-
Notifications
You must be signed in to change notification settings - Fork 8
6. Modification
Modifications to your FlexTaxD database can refine your data to incorporate improved taxonomic resolutions or alternative taxonomies such as GTDB. Here's a detailed guide on how to integrate these changes.
This process is useful when you want to integrate taxonomic frameworks from two different sources, like NCBI and GTDB.
-
Copy Original Database: Create a copy of the original NCBI database which will serve as the base for modifications.
cp ncbi.fdb ncbi_gtdbBacAr.fdb
-
Clean Original Database: Remove non-essential nodes to prevent conflicts with GTDB taxonomy.
flextaxd --db ncbi_gtdbBacAr.fdb --clean
-
Merge GTDB Bacteria: Integrate GTDB Bacteria taxonomy, replacing corresponding nodes in the NCBI taxonomy.
flextaxd --db ncbi_gtdbBacAr.fdb --mod_database gtdb_bac120.fdb --parent Bacteria --replace
-
Merge GTDB Archaea: Integrate GTDB Archaea taxonomy in a similar manner.
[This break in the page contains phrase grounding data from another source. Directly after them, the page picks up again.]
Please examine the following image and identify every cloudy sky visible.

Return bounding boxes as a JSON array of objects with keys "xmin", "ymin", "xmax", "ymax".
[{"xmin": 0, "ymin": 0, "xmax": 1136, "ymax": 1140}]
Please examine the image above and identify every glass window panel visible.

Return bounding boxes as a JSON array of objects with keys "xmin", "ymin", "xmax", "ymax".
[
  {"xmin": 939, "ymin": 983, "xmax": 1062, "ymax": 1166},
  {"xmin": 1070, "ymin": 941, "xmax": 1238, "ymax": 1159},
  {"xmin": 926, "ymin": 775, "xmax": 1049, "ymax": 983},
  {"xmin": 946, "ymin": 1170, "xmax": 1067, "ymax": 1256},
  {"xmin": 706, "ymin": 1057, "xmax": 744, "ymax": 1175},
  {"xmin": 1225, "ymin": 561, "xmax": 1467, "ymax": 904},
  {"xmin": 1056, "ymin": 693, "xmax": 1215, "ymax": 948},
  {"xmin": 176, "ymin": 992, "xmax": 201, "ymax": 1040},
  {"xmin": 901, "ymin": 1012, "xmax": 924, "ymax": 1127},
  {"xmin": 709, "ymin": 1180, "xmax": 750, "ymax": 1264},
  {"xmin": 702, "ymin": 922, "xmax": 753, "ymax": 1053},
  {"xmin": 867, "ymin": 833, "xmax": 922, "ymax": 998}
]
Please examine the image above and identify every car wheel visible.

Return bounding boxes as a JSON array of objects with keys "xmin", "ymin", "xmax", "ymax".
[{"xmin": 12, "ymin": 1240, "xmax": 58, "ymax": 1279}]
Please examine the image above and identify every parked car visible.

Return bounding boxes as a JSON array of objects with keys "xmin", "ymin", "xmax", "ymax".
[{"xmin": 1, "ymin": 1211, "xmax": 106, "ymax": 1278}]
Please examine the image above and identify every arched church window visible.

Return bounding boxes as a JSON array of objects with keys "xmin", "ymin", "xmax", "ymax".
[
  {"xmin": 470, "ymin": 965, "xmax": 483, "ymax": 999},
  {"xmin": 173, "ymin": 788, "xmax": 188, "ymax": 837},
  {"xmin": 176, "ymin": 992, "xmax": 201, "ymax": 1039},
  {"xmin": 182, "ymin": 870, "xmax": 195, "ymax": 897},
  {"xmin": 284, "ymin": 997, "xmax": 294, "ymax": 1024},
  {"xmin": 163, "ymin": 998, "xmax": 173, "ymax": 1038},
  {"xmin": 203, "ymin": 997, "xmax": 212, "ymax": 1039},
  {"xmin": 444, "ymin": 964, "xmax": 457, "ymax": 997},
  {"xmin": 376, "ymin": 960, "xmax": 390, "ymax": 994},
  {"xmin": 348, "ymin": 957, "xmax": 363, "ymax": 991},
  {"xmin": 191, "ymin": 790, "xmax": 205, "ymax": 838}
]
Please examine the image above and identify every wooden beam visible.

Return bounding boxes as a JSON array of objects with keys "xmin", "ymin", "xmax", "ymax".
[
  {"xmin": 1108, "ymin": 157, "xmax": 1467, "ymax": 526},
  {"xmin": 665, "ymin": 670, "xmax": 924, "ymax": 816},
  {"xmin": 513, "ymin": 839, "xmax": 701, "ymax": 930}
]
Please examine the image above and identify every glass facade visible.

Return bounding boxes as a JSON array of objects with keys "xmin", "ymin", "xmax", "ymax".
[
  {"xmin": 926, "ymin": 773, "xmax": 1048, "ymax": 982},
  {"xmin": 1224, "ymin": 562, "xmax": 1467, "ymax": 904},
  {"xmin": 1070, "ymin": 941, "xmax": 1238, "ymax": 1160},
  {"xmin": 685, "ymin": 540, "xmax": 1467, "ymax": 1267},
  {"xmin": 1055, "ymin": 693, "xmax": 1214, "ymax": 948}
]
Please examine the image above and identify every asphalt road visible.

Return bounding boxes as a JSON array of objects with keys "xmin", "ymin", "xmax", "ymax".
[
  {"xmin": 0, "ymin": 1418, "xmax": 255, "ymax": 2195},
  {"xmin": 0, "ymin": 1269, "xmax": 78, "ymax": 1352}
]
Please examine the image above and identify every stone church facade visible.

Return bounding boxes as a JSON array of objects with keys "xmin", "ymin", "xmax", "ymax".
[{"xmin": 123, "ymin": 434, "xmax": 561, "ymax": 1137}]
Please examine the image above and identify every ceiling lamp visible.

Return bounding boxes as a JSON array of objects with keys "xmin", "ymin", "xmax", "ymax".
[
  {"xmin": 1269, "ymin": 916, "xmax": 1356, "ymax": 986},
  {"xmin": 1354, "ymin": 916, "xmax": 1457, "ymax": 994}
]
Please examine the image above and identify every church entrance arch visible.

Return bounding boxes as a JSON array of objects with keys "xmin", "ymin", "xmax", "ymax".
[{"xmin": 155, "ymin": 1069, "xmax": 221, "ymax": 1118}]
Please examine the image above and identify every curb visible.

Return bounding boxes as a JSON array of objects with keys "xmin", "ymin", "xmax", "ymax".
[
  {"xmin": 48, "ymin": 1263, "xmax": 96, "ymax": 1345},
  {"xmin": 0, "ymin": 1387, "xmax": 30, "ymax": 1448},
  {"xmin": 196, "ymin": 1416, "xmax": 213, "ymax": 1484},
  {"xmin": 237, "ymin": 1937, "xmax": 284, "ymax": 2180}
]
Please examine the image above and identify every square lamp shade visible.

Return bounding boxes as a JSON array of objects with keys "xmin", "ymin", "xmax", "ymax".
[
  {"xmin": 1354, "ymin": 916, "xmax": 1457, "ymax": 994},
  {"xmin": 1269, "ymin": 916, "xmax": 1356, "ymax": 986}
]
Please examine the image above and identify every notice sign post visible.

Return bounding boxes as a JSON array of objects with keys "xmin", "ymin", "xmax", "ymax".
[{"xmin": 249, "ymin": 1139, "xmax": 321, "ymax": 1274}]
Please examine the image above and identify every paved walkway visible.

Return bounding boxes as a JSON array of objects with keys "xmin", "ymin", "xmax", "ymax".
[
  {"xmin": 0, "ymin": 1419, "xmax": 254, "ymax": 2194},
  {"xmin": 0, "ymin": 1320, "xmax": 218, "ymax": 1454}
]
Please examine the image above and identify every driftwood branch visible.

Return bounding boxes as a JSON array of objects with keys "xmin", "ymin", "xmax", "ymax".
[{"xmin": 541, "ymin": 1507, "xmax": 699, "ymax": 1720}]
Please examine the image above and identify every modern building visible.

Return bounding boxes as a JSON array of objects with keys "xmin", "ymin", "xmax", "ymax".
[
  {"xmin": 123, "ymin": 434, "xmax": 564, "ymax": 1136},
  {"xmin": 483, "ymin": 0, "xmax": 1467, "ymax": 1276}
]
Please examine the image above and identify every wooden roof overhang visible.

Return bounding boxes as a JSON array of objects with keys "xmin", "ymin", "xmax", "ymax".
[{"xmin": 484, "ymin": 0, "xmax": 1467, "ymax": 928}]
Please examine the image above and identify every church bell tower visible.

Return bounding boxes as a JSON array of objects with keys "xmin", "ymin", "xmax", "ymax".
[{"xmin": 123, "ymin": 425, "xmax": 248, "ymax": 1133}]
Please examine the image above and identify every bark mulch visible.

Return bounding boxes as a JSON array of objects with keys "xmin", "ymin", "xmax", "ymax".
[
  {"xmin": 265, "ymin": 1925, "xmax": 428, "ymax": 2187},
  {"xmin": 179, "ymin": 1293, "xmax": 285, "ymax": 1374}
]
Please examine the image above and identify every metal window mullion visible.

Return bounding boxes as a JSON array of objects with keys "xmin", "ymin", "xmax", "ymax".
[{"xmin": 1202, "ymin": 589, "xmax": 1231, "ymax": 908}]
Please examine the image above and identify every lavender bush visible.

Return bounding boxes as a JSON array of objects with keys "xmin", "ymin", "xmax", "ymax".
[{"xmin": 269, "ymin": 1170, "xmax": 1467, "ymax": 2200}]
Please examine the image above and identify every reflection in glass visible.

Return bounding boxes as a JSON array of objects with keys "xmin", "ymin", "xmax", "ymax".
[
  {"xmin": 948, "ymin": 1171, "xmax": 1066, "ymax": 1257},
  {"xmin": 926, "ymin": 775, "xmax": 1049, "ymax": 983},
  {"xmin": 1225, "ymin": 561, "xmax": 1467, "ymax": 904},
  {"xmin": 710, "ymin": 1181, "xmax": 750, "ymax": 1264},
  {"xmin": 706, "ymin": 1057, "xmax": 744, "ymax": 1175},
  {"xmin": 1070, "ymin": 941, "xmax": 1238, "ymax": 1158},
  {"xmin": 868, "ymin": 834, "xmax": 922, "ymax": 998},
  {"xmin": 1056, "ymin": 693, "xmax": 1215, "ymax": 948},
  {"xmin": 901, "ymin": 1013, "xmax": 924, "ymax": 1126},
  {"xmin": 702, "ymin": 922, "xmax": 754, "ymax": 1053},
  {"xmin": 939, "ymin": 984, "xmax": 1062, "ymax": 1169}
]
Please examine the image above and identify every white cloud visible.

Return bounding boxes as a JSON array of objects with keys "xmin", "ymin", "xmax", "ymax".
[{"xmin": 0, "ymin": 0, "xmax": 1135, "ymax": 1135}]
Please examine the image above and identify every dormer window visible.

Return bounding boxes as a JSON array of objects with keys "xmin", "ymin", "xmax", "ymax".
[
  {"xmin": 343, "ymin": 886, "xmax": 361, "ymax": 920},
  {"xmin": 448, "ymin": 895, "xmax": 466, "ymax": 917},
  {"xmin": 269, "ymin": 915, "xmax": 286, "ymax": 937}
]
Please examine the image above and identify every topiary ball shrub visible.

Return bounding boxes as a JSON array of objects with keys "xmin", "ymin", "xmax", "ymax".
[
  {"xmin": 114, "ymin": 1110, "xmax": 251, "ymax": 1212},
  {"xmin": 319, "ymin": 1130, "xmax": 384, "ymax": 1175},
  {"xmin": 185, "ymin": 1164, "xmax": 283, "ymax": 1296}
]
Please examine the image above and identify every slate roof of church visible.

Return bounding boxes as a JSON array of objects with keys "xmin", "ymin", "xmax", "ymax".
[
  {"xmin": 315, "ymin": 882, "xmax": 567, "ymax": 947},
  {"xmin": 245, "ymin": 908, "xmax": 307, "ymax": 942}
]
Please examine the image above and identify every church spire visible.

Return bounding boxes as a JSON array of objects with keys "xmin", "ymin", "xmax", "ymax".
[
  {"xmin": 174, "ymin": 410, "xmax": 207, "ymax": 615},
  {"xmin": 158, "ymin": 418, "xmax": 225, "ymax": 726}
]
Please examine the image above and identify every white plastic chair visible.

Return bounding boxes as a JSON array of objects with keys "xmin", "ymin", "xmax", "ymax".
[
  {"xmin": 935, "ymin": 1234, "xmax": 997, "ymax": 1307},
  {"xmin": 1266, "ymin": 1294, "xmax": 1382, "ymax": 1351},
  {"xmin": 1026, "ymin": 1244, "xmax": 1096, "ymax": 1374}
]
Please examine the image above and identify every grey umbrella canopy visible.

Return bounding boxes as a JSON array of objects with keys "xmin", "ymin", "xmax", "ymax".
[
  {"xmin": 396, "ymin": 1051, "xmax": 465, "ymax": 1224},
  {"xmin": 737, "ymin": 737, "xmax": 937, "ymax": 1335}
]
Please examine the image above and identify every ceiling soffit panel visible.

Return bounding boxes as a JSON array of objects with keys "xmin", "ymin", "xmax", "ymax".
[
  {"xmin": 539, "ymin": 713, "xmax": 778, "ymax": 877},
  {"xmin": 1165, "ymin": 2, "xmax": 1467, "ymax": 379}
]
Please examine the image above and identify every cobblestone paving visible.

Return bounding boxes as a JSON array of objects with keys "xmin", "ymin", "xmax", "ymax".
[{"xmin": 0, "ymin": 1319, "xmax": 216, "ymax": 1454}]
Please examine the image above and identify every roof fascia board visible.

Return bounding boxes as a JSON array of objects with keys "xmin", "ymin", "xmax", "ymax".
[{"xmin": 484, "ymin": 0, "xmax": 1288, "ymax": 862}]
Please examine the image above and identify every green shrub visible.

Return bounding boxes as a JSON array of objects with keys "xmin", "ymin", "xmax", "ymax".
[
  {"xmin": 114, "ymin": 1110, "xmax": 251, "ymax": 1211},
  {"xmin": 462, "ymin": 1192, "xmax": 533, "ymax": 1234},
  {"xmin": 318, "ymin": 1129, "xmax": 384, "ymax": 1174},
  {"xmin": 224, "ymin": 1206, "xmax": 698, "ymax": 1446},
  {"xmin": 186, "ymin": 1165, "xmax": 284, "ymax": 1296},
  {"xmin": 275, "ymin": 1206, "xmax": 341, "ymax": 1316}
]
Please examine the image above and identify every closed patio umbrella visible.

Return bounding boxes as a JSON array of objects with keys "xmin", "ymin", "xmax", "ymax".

flextaxd --db ncbi_gtdbBacAr.fdb --mod_database gtdb_ar53.fdb --parent Archaea --replace
This method is handy when expanding or updating specific branches of the taxonomy based on new data or refined classifications.
-
Copy Database for Modification: As with the merge, start by copying the original database.
cp francisellaceae.fdb francisellaceae_tularensis.fdb
-
Import New Taxonomy: Replace the current taxonomy for "Francisella tularensis" with new data.
-
Using GTDB Example:
flextaxd --db francisellaceae_tularensis.fdb --mod_file ftd.tree2tax.tul.tsv --genomeid2taxid genomes_map.tul.tsv --parent "Francisella tularensis" --replace
-
Using FTD/CanSNP Example:
flextaxd --db francisellaceae_tularensis.fdb --mod_file ftd.tree2tax.tul.tsv --genomeid2taxid genomes_map.tul.tsv --parent "Francisellaceae_Francisella_tularensis_GCF_000008985.1" --replace
-
To confirm the changes, visualize the Fdb before and after modification.
-
Before Modification:
flextaxd --db francisellaceae.fdb --vis_type tree --vis_node Francisellaceae --vis_depth 0 --vis_label_size 8
-
After Modification:
flextaxd --db francisellaceae_tularensis.fdb --vis_type tree --vis_node Francisellaceae --vis_depth 0 --vis_label_size 8
By following these visualization commands, you should be able to graphically confirm that your database now includes the expanded taxonomy of "Francisella tularensis".
When executing these steps, it's crucial to always verify that the paths and filenames correspond to your actual files and directory structure. Adjust the commands accordingly if your setup differs. This ensures that your modifications are correctly applied and reflected in the database.